It is all about the data. There is value in the data and as more information becomes available through mobile and IOT devices, our imaginations start to bring us ideas of the potential of what can be realized with the right data.
Just like inventions, there are reasons and purpose for needing something that triggers ideas of what can be developed. Several areas of data already follow these innovations. Sports, retail, health care, manufacturing, marketing, and plenty of other industries see data as a company asset. The enterprise realizes the importance of data and has many data sources, but it needs the direction of what to do with this information. Analyzing the data and providing questions to ask is the competitive edge in using the data.
Over the past few years the office of the Chief Data Officer (CDO) has developed to become an integral part of more enterprises. The role is to manage and provide governance for the highly valuable data assets of the company. The data that flows through the company and realizing that there is more information to gather requires a team of individuals strictly focused on the business needs for data and architecting where data is available and ensuring the quality of the data.

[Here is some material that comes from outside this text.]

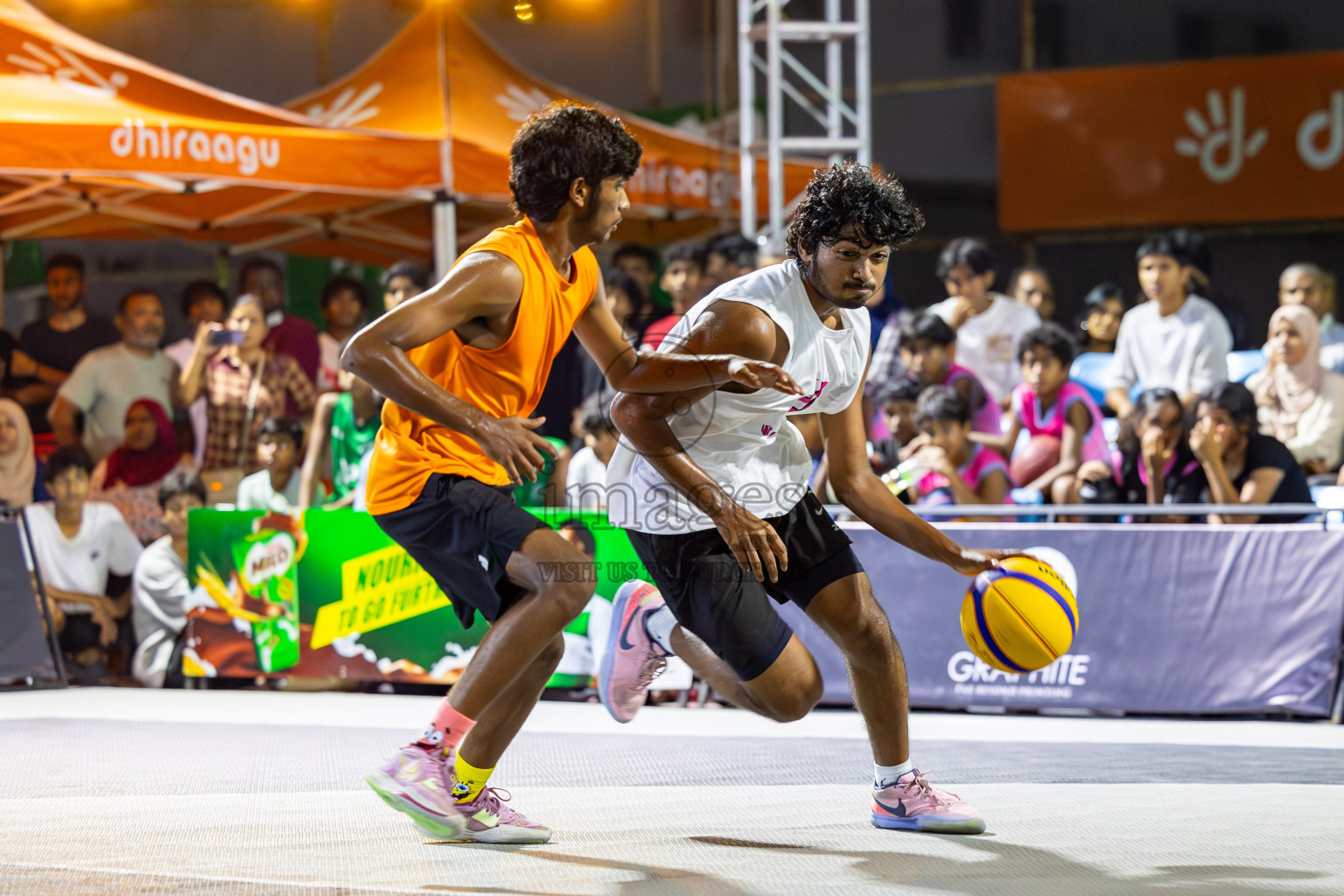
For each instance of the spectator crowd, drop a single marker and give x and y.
(109, 439)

DBAs that have been working on data services and other data workflows can find ways to transform into the data professional. They can provide guidance on how the data is captured, used, and distributed to other applications and provide the know-how of the database processes to efficiently work with the data.

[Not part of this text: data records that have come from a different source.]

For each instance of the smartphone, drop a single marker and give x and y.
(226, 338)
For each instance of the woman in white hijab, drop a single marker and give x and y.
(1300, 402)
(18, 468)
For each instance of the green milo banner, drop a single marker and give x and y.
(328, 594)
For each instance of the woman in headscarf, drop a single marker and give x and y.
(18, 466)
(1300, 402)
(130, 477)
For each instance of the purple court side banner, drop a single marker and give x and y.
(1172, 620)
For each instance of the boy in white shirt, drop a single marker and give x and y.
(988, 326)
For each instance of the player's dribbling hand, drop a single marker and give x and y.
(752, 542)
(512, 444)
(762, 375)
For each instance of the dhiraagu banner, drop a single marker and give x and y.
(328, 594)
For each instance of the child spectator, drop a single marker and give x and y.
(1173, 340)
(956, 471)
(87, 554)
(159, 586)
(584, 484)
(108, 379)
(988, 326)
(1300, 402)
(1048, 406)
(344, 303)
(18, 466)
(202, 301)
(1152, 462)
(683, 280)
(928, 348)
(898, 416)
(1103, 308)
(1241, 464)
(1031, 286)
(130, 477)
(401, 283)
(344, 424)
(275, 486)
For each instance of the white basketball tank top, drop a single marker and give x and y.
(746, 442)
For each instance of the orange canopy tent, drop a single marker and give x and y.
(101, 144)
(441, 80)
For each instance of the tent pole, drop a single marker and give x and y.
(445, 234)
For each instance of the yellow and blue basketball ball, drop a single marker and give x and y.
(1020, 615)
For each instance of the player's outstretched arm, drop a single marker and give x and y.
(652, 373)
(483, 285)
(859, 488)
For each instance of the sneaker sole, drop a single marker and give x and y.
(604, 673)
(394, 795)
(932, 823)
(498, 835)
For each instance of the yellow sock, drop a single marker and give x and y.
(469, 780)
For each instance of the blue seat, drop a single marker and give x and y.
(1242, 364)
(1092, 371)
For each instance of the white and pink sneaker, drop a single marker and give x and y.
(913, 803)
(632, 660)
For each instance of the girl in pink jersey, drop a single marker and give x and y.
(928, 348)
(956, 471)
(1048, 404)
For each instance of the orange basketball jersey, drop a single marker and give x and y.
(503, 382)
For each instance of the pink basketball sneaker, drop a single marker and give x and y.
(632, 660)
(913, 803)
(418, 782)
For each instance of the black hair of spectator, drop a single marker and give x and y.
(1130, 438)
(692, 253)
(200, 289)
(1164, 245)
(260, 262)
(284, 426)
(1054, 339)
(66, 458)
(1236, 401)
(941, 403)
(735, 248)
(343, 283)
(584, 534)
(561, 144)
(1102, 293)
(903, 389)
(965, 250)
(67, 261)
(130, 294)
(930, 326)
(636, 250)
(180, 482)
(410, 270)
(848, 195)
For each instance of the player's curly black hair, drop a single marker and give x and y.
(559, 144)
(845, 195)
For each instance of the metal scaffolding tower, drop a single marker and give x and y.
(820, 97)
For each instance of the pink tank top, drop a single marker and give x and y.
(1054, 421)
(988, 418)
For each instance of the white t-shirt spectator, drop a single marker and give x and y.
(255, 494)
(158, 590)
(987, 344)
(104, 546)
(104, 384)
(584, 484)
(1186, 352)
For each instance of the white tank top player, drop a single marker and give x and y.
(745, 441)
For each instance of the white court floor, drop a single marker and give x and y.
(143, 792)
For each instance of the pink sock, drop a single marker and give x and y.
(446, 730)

Data coming in through different sources will have to go through data quality processes. There are controls and tagging of the data to ensure that it is accurate, classified, and complete. Companies will have various types of data all needing governance on how it can be used and what needs to be secured. Also available are external data sources that can fill in gaps and additional attributes to provide a complete data set to be used.

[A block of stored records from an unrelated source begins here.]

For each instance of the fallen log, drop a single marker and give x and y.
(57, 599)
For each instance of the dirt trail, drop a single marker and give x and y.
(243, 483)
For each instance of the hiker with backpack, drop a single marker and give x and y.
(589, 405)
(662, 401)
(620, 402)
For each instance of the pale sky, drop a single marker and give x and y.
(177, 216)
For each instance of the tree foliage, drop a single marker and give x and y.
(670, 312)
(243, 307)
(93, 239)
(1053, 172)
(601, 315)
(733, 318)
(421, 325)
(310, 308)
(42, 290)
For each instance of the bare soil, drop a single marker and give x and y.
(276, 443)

Master Data Management (MDM) is generally what is considered as the overall work for data quality. MDM can be part of any system that pulls data through work processes and offers data services as the system of record or the golden data set. There needs to be a catalog that will provide details about the data classification and how it should be used and the source of the data. DBAs are supporting these processes and management of data in the databases. They have the insight to improve data processing and where data is available to include additional attributes.
Data models and flow will be known to help them transform into more of a data profession to plan, develop, and integrate processes to support MDM and especially data quality. Data quality is an interesting process and is continuous because new data is always coming and new sources are made available. The quality follows a development process. The following is how to look at that process:
Gather requirements for the needed data
Gather information about the sources
Write procedures to bring in data
Write procedures to fill in the required attributes and gaps
Write procedures to validate the data (remove duplicates, incomplete data)
Capture data issues
Write processes to address data issues
Perform cleansing processes
Validate against data requirements
This list includes the writing of procedures and running through the process that is the testing and development of the data quality workflow. After being tested, validated, and deployed, the procedures would run automatically. Some of the data issues might require manual intervention to figure out what the issue is, but then they can be included in the cleansing process. The business requirements can change, which will mean that the procedures and cleansing processes will need to be modified.
MDM is not a simple decision and requires efforts from everyone involved in the data sources and use of the data. These projects are developed based on sources of data needed and business questions and processes to get the needed information in the right hands to execute upon them.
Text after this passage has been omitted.